There's plenty of popular bald guys out there.
Name one.
Mussolini.
Khrushchev.
Lex Luthor.
You forgot the Elephant Man.
The Elephant Man.
Cool guys, one and all, Al.
God, how am I going to hide this from Marcie? She's bound to look at my head sooner or later.
Draw her attention away from it.
Paint a picture on your bald spot.
Learn to throw your voice.
Sure, joke if you will, but I love my hair.
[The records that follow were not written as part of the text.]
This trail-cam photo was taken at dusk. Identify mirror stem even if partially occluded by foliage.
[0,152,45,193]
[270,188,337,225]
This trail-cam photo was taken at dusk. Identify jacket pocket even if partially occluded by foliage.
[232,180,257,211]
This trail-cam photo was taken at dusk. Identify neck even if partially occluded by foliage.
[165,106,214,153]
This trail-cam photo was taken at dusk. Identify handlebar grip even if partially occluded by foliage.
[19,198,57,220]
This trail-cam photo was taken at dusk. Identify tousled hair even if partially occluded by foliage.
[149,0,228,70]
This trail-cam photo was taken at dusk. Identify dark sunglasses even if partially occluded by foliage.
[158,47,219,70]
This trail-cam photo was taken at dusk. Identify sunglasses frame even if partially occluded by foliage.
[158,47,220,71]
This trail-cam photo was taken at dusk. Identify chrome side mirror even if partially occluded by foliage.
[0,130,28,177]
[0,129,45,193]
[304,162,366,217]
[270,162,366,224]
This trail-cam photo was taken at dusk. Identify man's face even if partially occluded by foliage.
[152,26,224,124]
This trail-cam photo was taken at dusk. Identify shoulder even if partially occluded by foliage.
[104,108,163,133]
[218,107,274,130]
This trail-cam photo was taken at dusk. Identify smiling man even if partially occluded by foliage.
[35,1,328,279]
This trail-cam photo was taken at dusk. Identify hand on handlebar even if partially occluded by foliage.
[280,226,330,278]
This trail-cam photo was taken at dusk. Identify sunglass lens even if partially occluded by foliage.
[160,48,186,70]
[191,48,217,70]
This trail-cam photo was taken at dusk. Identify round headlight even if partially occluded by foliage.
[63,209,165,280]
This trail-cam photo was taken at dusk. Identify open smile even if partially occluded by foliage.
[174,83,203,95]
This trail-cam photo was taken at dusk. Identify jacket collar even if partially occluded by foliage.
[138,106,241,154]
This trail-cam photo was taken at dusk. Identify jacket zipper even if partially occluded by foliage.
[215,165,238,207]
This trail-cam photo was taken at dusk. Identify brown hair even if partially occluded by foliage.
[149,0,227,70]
Al, my mother saved the curls from my first haircut.
Where are they now that I need them? Well, I will tell you this: I'm gonna fight this with every follicle on my being.
If you bend over, you can signal the troops.
A sea breeze.
Oh, hello.
I see you're not fat and don't have an attitude, so you can't be looking for me, but how can I help you? We just came in to see if we could get some change.
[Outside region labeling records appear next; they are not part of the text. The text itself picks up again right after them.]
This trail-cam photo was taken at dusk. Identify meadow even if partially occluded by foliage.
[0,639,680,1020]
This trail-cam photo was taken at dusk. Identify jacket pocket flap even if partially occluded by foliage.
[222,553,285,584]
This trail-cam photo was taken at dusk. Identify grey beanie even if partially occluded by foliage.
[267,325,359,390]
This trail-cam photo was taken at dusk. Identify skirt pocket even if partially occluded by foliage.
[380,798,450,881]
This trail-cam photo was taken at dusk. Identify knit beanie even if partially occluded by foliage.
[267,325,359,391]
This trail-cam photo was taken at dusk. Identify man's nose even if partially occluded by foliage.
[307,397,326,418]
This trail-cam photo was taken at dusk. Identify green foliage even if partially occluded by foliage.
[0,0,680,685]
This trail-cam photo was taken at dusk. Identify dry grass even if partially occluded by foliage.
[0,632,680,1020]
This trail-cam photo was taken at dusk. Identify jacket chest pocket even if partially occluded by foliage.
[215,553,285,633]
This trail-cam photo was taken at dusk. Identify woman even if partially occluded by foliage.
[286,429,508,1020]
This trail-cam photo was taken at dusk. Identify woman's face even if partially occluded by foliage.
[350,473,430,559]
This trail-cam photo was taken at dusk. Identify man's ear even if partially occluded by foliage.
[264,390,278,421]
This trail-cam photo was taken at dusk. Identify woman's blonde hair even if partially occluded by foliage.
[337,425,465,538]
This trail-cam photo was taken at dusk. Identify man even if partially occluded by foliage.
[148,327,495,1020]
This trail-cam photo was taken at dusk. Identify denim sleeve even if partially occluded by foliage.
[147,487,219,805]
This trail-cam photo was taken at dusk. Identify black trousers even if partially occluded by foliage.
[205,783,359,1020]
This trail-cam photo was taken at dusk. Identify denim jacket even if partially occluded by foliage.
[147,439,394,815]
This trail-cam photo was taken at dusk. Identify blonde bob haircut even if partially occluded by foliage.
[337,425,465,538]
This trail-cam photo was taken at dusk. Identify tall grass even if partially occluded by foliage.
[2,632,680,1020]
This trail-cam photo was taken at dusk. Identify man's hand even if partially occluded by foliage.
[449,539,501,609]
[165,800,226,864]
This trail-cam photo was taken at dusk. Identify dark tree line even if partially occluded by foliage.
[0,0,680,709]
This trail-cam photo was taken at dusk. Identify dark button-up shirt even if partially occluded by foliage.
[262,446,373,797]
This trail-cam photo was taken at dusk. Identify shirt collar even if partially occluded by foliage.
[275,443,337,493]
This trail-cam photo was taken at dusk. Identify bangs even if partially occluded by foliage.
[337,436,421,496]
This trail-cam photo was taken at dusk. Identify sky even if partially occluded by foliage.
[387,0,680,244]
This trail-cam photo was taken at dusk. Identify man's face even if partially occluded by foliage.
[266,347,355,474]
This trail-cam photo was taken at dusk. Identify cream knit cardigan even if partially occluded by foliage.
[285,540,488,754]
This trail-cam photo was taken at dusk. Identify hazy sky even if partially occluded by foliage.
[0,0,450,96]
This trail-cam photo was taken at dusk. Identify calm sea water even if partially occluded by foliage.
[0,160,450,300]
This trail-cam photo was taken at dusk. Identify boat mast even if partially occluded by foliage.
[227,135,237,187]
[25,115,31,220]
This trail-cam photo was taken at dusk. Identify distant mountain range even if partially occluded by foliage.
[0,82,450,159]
So many places have a rule that you have to buy something.
Well, that's just for the homely.
Say, didn't you used to play football for the Bears? Me? Well, uh yeah.
I knew it.
You just have those rugged good looks of an athlete in his prime.
Yeah.
It never goes away, does it? You know, if it wasn't for this darned bum knee, I'd still be on those Wheaties boxes like you remember me.
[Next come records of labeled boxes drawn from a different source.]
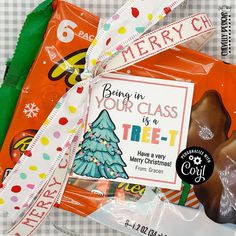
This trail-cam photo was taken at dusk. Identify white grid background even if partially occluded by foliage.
[0,0,236,236]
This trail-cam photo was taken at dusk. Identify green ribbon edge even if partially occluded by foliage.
[0,0,53,149]
[178,181,191,206]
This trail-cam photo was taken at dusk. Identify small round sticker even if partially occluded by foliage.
[176,147,214,185]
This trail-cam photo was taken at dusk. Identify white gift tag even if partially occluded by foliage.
[73,74,194,190]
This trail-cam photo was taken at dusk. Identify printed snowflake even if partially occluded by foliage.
[193,157,202,166]
[23,103,39,118]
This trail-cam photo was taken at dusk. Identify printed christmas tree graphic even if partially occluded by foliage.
[73,110,129,179]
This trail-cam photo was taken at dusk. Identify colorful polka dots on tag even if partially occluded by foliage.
[11,196,18,202]
[103,24,111,31]
[118,26,126,34]
[39,173,47,179]
[11,185,21,193]
[68,106,76,114]
[43,153,51,161]
[58,117,68,125]
[53,131,61,139]
[20,173,27,180]
[0,198,5,205]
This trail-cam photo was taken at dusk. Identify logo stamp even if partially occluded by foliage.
[176,147,214,185]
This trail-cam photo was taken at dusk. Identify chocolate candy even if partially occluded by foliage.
[194,131,236,224]
[187,90,231,154]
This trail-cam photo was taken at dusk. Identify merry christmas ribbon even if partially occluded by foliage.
[0,0,214,236]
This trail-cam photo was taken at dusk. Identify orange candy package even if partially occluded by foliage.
[0,1,236,231]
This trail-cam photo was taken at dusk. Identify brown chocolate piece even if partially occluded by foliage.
[194,131,236,224]
[187,90,231,154]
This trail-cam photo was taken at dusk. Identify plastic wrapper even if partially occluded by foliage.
[0,1,236,235]
[0,0,52,148]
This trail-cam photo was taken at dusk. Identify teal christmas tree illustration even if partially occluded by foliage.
[73,110,129,179]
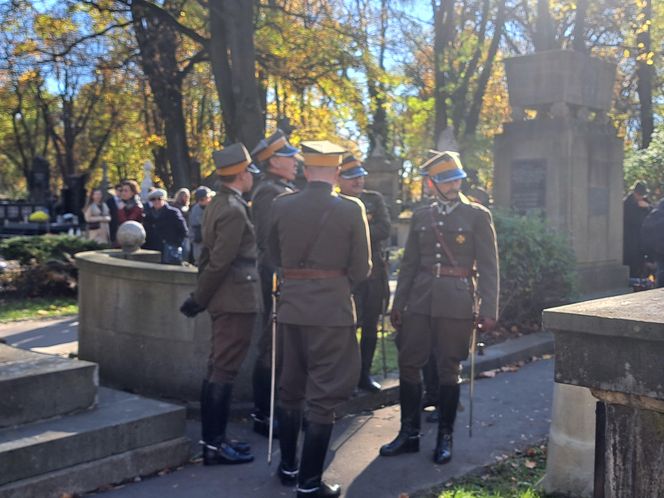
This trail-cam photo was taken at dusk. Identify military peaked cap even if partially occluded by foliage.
[300,140,346,168]
[420,150,468,183]
[212,143,260,176]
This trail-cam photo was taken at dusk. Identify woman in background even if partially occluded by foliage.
[83,188,111,244]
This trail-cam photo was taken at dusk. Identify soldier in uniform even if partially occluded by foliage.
[180,144,262,465]
[251,130,300,437]
[339,155,390,392]
[269,141,371,498]
[380,152,498,464]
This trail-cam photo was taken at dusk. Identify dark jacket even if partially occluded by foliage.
[269,182,371,327]
[623,193,651,268]
[143,204,187,252]
[393,194,499,319]
[251,174,295,268]
[194,185,262,318]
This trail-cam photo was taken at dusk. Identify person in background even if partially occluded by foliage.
[143,188,187,264]
[623,181,652,279]
[188,186,215,266]
[171,188,191,215]
[118,180,143,228]
[251,130,300,437]
[339,155,390,392]
[83,188,111,244]
[106,183,122,244]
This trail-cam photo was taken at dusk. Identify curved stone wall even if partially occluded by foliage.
[76,250,257,401]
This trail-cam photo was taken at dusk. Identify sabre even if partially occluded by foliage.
[267,273,278,465]
[468,283,480,437]
[380,249,390,379]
But let me get you your change.
Damn this leg! You've seen that guy play football? No, I've just got a soft spot in my heart for guys who are losing their hair.
Would you ever sleep with a bald guy? Oh, God, no.
Ahem.
Here you go.
Thanks, handsome.
Yeah, right.
[CLEARS THROAT.]
Mecca is that way, Al.
Hey, how you doing, Steve? Well, better than last night.
I just ran into two girls who thought I was a football player.
Anyhow, I came down to get some Minoxidil, but you need a prescription.
All I could get over the counter was this stuff, Dr.
Fur.
[WATCH BEEPS.]
Oh, time to feed and seed.
Ooh, I can feel it working.
Smells like dog food.
If I thought it would grow hair, I'd put your socks on my head.
You want some? No-ho-ho-ho.
Get away from me, Peg.
It's not Tuesday.
Al, honey, get up.
Something smells.
I think Buck threw up in the house, but I can't find it.
Oh, well, it'll turn up or it won't.
I wish you took that attitude on our sex nights.
Well, I'm gonna go finish my nap upstairs.
Get away from me.
Leave me alone.
[DOORBELL RINGS.]
AL: Get off of me! Oh, hi, Marce.
Oh, Peggy.
I'm so worried about Steve.
He's acting very strangely.
Last night we had sex, and he wore a sombrero.
Ooh, the ribbed kind? On his head, Peggy.
It's a hat.
Oh.
Well, you've got to put your foot down.
If I didn't, Al would still be wearing the Walkman.
Well, that's not all.
Steve insists we turn the light off when we make love.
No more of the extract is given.